Representatives of the 12,000 Shapsugs, a subdivision of the Circassian nation, last week called for the formation of an autonomous district within Krasnodar kray, an event that takes on importance because the Shapsugs are the Circassians who had been living where the 2014 Sochi Olympics are scheduled to take place.
Indeed, speeches at this meeting suggest that Circassian groups, many of whom are outraged that Moscow would organize the Olympics on the site of the genocide of their people in 1864, are beginning to use their objections and the attention these have garnered to make demands on the Russian government to improve their situation.

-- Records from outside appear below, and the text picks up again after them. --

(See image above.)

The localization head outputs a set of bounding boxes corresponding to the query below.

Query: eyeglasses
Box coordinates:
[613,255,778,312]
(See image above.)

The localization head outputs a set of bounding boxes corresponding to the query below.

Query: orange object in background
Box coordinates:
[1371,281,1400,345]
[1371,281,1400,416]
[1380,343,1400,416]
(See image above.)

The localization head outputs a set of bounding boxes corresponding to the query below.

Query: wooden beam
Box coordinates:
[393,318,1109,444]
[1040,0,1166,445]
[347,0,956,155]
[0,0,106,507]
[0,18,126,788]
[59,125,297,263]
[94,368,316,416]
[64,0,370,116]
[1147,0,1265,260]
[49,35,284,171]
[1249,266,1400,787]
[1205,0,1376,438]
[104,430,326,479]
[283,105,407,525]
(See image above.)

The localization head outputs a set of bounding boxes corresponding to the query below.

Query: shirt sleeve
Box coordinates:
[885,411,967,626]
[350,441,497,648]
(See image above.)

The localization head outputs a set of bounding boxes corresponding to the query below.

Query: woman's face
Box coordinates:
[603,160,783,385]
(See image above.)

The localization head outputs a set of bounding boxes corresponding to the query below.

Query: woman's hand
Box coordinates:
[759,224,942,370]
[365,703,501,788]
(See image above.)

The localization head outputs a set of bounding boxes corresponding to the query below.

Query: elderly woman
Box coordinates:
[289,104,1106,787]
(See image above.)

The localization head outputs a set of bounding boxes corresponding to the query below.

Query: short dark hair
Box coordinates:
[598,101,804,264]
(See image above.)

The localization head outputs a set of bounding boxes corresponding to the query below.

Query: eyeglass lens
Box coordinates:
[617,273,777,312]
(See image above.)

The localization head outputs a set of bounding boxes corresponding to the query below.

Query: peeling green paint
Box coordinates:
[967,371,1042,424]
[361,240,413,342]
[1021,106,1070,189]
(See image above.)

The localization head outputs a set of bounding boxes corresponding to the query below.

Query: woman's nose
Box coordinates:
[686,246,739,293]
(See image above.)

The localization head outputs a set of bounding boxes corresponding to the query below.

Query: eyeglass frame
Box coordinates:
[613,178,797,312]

On Saturday, a congress of the Circassian organization Adyge Khase took place in the village of Lazarevskoye in Sochi to discuss the provisions of the law protecting numerically small peoples like the Shapsugs and the possible impact of the conduct of the Olympics there on them (www.kavkaz-uzel.ru/articles/184658/).
Some 230 delegates from Adygeya, Kabardino-Balkaria, Krasnodar and Armavit as well as guests from the International Circassian Association heard speakers call for the establishment of a Shapsug Autonomous District within Krasnodar Kray as a means of protecting that small community.
Most speakers stressed that the Russian law “on guarantees of the rights of numerically small peoples” is not being implemented and consequently the problems it was intended to address are only growing worse. Murdin Teshev, honorary president of Adyge Khase, said that officials in Krasnodar “are deaf to our requests and hopes.”
Several speakers said that because of this, the only hope for the Shapsugs, now living in the Tuaps and Lazarev districts of Sochi is the establishment of an autonomy within Krasnodar kray, an idea that was first put forward in the 1990s but has acquired new importance given the Sochi Olympics.
Adam Bogus, the deputy president of Adyge Khase in Adygeya said that “there is only one approach to the resolution of the problems – the restoration of this district, the restoration of corresponding structures and a budget on a state basis.” If this step is not taken, many of the auls where the Shapsugs now live will soon disappear as “there is no work.”
Another speaker said that things had reached the point that individuals have to ask for land to build a house or operate a farm. And still a third said that “in the auls, drunkenness rules, and narcotics have appeared. Many 30 to 40 year old men and women do not have families and children,” a pattern unprecedented in Shapsug history and a demographic disaster.
According to the delegates, “young people are fleeing from the auls, and pupils are deprived of the chance to study their native language. ‘For the past years, the number of school hours has been reduced several times, and today on the Black Sea coast, only about 20 percent of the Shapsug children are studying their native language,’” one said.
In addition, the Shapsugs asked for assistance in overcoming the problems of housing and infrastructure in their auls, the construction of roads and water mains. Some cultural facilities are operating but generally only on the basis of private contributions such as those which support the local newspaper, “Shapsugia.”
In a related development, the congress discussed the prospect of the 2014 Olympiad in Sochi. According to Kavkaz-Uzel, opinions were divided. Kanshobi Azhakhov, the president of the International Circassian Association, said that “for one people [the expulsion of the Circassians in 1864] was a tragic event; for all others, [the Olympiad is] a holiday.”
“The majority of Shapsugs, whom I represent,” he said, “support the Olympic games. “But this majority can shift to the side of the minority if existing problems are not resolved.” Among the steps Moscow must take to avoid that, he said, is to ensure that the law on numerically small peoples is observed and May 21 is declared a day of mourning.”